Stephan Silvestre : Pour être exact, le Japon, c’est-à-dire le gouvernement japonais, n’a pas décidé l’arrêt des centrales à proprement parler, ne disposant pas de cette prérogative. La plupart des centrales ont continué de fonctionner jusqu’aux dates de leur arrêt pour maintenance. Or, après ces arrêts, les centrales doivent obtenir une autorisation préfectorale pour pouvoir redémarrer et ce sont ces préfectures qui ont bloqué et bloquent toujours ces autorisations. Leurs gouverneurs sont élus au suffrage universel direct et suivent la volonté de leurs électeurs et non celle du Gouvernement. En mars 2011, le Premier ministre socio-démocrate Naoto Kan s’était prononcé contre l’électronucléaire, mais ni lui, ni son successeur Yoshihido Noda n’ont pu obtenir l’arrêt du programme nucléaire nippon. Noda aura toutefois réussi à remplacer l’agence de sûreté nucléaire en place (la NISA), dont les décisions dans l’affaire TEPCO ont été très critiquées, par une nouvelle agence, la NRA, beaucoup plus indépendante. Celle-ci a, depuis, donné son feu vert à la remise en route des 43 réacteurs encore en activité, après la mise en œuvre des travaux de sécurisation requis. Néanmoins, seuls 3 réacteurs ont pu obtenir l’accord préfectoral indispensable pour redémarrer. Deux autres réacteurs, Takama 3 et 4, ont, eux, obtenu l’accord du gouverneur, mais celui-ci a été suspendu sur décision de Justice après un recours déposé par des opposants. On voit donc que, en dépit de la volonté des industriels et du Gouvernement, le redémarrage des réacteurs reste extrêmement freiné par les réticences populaires.

En se prononçant en faveur du nucléaire, le Premier ministre Shinzo Abe a notamment souligné la pauvreté du Japon en termes de ressources énergétiques.

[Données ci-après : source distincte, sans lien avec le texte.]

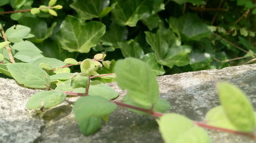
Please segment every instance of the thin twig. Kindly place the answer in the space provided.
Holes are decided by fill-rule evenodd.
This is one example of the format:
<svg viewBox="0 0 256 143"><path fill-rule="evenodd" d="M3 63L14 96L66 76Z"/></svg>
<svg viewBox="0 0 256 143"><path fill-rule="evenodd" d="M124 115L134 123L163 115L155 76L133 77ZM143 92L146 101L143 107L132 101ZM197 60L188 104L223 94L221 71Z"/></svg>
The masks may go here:
<svg viewBox="0 0 256 143"><path fill-rule="evenodd" d="M223 38L222 37L220 36L220 35L218 35L218 34L216 34L216 33L214 33L214 34L215 36L217 36L217 37L219 37L219 38L221 38L222 40L223 40L224 41L225 41L226 42L228 43L228 44L230 44L230 45L232 45L233 46L235 47L236 48L238 48L238 49L239 49L241 50L241 51L244 51L244 52L246 52L246 53L247 53L247 52L248 52L248 51L246 51L246 50L245 50L245 49L243 49L242 48L241 48L241 47L239 47L239 46L238 46L236 45L235 44L233 44L233 43L232 43L232 42L231 42L230 41L228 41L227 40L225 39L225 38Z"/></svg>
<svg viewBox="0 0 256 143"><path fill-rule="evenodd" d="M45 7L45 8L38 8L39 9L41 10L41 9L52 9L54 7ZM0 12L0 14L9 14L9 13L17 13L17 12L27 12L27 11L30 11L31 10L31 9L26 9L26 10L14 10L14 11L3 11L3 12Z"/></svg>
<svg viewBox="0 0 256 143"><path fill-rule="evenodd" d="M5 35L5 31L4 30L4 27L2 26L1 28L1 32L2 32L2 35L3 36L3 38L5 39L5 41L8 41L7 39L7 37L6 37L6 35ZM7 51L8 52L9 56L10 57L10 60L11 61L11 62L12 63L15 63L15 61L14 61L14 58L12 56L12 51L11 49L11 47L10 47L10 45L9 44L7 44L6 46L6 49L7 50Z"/></svg>

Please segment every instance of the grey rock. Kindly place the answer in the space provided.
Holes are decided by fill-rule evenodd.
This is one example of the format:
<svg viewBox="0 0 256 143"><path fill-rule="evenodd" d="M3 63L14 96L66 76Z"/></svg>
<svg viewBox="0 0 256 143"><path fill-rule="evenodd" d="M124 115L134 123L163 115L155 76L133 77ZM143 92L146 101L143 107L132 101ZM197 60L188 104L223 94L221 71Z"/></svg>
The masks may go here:
<svg viewBox="0 0 256 143"><path fill-rule="evenodd" d="M34 125L24 125L29 126L29 128L35 130L33 133L29 132L28 133L29 135L26 135L27 133L24 133L26 131L23 129L29 127L22 126L20 123L18 123L19 122L16 122L15 124L19 124L18 126L15 125L17 127L16 130L19 129L22 132L19 136L15 134L18 131L12 133L12 128L8 130L8 128L4 128L5 129L3 130L3 125L12 126L12 124L9 123L10 121L12 121L9 119L12 117L5 117L4 119L6 119L6 121L0 121L0 137L5 136L2 135L3 133L7 134L9 133L9 136L5 137L6 138L16 139L3 142L28 142L30 139L30 140L37 139L34 142L42 143L163 142L157 124L154 118L131 112L122 107L118 107L110 115L109 122L104 123L99 131L88 136L83 136L79 131L72 111L74 102L77 99L76 97L68 98L62 104L45 111L42 117L44 121L43 126L41 120L31 118L31 113L29 113L29 112L24 108L28 97L36 91L15 85L13 80L3 80L3 81L0 81L0 84L4 82L6 84L4 87L8 89L9 95L8 95L9 97L4 99L0 96L0 101L1 102L2 100L3 102L9 102L8 104L4 104L6 106L7 104L12 105L8 108L10 111L3 111L2 108L0 108L0 113L6 112L6 116L8 117L15 115L15 119L19 119L19 122L26 122L29 120L30 123L34 123L31 124ZM172 106L167 112L180 113L193 120L203 121L206 113L210 108L219 105L215 86L219 81L228 81L240 87L248 95L254 109L256 108L256 64L230 67L222 70L209 70L165 75L158 77L158 80L160 96L169 102ZM14 85L12 85L12 87L8 87L9 83L6 82L10 82ZM125 91L120 90L116 82L108 84L119 93L119 97L115 100L121 101L125 94ZM25 90L24 95L25 95L19 98L18 96L17 98L12 97L11 93L18 92L19 88ZM4 90L1 90L0 94L2 95ZM14 100L10 100L13 98L15 98ZM10 100L5 99L6 98ZM16 103L18 102L17 100L21 101L18 104ZM23 103L24 104L22 105ZM1 106L2 106L2 104ZM13 106L15 106L14 108L20 110L13 109ZM5 116L2 116L2 114L0 115L1 119L2 117ZM41 127L44 128L40 130ZM255 142L244 136L206 130L213 142ZM29 139L26 140L27 142L18 142L18 137ZM0 138L0 142L1 139Z"/></svg>

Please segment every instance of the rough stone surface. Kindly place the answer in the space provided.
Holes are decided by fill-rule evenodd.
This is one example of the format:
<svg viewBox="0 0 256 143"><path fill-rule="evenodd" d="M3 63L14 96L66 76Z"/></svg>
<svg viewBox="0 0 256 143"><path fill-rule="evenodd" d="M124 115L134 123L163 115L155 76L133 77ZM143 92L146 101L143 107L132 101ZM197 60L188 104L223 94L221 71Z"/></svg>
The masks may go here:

Quelles sont les raisons politiques et géopolitiques qui poussent le Gouvernement à se tourner de nouveau vers le nucléaire, en dépit des difficultés juridiques et des dégâts humains causés par l'accident de 2011 ?

Depuis qu’il a succédé à Noda en décembre 2012, l’actuel Premier ministre Shinzo Abe s’est toujours prononcé clairement pour la reprise du programme électronucléaire. Outre le fait qu’il s’agisse là d’une position traditionnelle du Parti Libéral Démocrate, il existe plusieurs arguments de poids à cette orientation. Sur le plan économique, il s’agit bien sûr de limiter l’impact négatif de la facture énergétique sur la balance commerciale japonaise. Pour produire son électricité, le Japon a dû avoir massivement recours à du gaz naturel liquéfié, importé par bateaux à un prix très élevé (quoi que celui-ci ait beaucoup baissé ces derniers mois avec la chute des prix du gaz et du pétrole). Sur le plan politique, le Gouvernement tient à réduire au maximum sa dépendance énergétique envers des pays qui ne sont pas toujours très fiables dans la durée. À cela s’ajoute de nouvelles préoccupations environnementales, le Japon s’étant engagé, comme les autres pays développés, à réduire ses émissions de gaz à effet de serre. L’électronucléaire constitue donc, pour ce pays où l’espace est rare, une solution idéale : la production est nationale, la technologie parfaitement maîtrisée par les industriels nippons, l’emprise au sol minime et les émissions de CO2 presque nulles. Le Gouvernement s’efforce donc de faire de la pédagogie sur cette question.

Si la production nucléaire reste aujourd'hui fondamentalement marginale et bien en-deçà de la capacité installée, peut-on s'attendre à ce que peu à peu, l'industrie nucléaire perde son aspect effrayant et redémarre lentement mais sûrement ? Quelles traces ont laissé les mensonges de cette industrie en 2011 dans l'esprit des Japonais ?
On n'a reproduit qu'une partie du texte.